Ransom is the only known veteran of the War of Independence buried in Kalamazoo. He fought in the Vermont Militia, the Massachusetts Regiment, and in several major battles of the Revolutionary War.
Paula Fenstermaker is the historian of the Kalamazoo chapter of the DAR. She says Ranson was 72 when he came to southwest Michigan but was still very active.
"He didn’t just move in and say, 'This is a nice place to live.' He actually was a founder of the Baptist Church in Kalamazoo and also Kalamazoo College.”
Ransom worked as a farmer when he moved to Kalamazoo and lived at the corner of Park and Academy streets, now known as Bronson Park.
A marker for Major Ezekiel Ransom was installed in 1907 in Kalamazoo's Mountain Home Cemetery. But Fenstermaker says it later disappeared.
“We can’t find anything that happened to it. We can’t find any articles of what it looked like. So we’ve got a new marker to be dedicated. Looking at this (his headstone) you would never know he was a patriot and the work and what he did in the Revolution.”
Kalamazoo DAR spokeswoman Karen Woodworth says the event is part of the group's work to preserve history.
“The Daughters of the American Revolution is a non-profit, non-political volunteer woman’s service organization.
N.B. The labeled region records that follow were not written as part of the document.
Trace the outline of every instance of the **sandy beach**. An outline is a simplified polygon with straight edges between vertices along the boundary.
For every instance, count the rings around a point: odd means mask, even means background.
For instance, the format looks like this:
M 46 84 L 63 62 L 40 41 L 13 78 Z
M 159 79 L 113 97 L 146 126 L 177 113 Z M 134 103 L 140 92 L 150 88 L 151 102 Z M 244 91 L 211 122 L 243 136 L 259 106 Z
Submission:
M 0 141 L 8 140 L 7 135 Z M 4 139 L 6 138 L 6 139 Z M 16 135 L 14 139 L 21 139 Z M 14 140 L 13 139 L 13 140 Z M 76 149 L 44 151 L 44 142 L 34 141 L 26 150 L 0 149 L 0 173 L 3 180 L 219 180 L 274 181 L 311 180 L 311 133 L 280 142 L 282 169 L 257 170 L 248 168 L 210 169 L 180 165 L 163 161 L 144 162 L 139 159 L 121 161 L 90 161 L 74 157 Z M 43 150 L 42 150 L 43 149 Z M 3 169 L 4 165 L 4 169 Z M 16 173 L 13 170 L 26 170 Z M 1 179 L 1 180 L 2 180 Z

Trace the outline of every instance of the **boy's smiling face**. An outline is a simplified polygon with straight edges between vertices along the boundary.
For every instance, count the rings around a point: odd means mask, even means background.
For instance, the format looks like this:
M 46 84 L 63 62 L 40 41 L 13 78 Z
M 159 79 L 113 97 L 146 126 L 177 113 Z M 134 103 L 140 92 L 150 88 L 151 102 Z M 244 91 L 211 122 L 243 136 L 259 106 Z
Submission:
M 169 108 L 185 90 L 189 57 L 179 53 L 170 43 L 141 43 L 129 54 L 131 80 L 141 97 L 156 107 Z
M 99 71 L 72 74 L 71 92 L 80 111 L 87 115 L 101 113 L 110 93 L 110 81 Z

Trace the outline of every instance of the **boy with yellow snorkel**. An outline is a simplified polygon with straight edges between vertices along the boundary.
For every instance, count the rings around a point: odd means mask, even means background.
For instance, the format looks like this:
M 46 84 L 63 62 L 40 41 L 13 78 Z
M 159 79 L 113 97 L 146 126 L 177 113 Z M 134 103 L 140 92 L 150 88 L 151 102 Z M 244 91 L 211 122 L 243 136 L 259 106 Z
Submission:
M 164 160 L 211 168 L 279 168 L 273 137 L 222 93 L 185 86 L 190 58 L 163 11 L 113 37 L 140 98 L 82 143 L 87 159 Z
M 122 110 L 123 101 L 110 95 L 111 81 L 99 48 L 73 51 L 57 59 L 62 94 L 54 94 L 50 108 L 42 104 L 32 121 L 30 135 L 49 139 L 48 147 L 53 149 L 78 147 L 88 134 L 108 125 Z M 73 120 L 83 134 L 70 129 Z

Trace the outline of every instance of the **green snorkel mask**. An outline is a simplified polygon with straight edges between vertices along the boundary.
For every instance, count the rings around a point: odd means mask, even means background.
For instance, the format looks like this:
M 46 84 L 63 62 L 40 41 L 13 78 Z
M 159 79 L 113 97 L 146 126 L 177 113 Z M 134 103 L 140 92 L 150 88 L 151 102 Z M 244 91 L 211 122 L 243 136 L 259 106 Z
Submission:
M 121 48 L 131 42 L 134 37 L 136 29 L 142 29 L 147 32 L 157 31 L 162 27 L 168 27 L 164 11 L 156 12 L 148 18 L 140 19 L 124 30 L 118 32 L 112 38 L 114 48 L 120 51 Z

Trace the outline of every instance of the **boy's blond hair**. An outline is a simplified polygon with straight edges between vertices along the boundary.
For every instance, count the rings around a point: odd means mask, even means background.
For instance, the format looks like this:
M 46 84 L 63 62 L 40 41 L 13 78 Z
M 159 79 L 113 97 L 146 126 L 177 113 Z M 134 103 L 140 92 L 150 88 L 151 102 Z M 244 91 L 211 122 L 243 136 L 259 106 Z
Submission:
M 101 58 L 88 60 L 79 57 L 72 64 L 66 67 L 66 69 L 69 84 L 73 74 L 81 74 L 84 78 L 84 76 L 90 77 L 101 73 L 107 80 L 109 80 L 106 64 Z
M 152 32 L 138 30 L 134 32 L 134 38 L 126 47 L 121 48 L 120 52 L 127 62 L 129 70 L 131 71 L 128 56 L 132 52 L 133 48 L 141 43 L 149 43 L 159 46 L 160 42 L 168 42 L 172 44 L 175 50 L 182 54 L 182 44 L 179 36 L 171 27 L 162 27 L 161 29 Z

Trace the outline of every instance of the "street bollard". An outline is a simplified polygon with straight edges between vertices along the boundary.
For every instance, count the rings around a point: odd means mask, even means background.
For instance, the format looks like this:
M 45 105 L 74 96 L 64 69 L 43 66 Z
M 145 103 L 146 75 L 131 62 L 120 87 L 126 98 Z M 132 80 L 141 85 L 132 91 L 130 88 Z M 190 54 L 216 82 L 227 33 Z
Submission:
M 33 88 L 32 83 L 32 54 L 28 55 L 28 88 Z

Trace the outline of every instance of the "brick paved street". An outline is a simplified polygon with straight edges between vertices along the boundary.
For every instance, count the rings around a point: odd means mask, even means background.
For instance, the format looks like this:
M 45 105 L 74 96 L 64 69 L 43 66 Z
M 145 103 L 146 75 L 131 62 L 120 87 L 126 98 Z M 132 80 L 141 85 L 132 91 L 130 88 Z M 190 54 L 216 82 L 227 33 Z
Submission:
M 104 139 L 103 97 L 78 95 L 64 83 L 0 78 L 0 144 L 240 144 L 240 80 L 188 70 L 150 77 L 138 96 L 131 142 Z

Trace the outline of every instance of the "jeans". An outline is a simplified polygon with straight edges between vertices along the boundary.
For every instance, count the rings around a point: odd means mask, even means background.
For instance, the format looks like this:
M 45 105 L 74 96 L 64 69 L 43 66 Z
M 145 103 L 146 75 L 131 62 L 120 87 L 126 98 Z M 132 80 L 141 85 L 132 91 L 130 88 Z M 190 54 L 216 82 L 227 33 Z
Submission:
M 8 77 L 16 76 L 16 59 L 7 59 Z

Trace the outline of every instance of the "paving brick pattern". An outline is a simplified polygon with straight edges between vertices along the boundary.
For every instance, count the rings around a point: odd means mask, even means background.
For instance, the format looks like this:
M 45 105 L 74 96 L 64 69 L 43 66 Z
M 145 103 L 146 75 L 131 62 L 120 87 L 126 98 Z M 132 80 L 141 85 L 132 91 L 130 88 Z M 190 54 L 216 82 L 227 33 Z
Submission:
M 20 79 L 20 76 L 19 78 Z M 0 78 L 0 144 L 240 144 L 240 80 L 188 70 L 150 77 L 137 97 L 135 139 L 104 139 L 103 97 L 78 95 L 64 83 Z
We are open to any woman 18 years or older, regardless of race, religion, or ethnic background, who can prove lineal decent from a patriot of the American Revolution. And that’s more women than you might think, and we can offer genealogy help.”
The new marker for Ezekiel Ransom will be officially unveiled during the rededication ceremony Sunday, June 9, at 2:30 near West Main Street.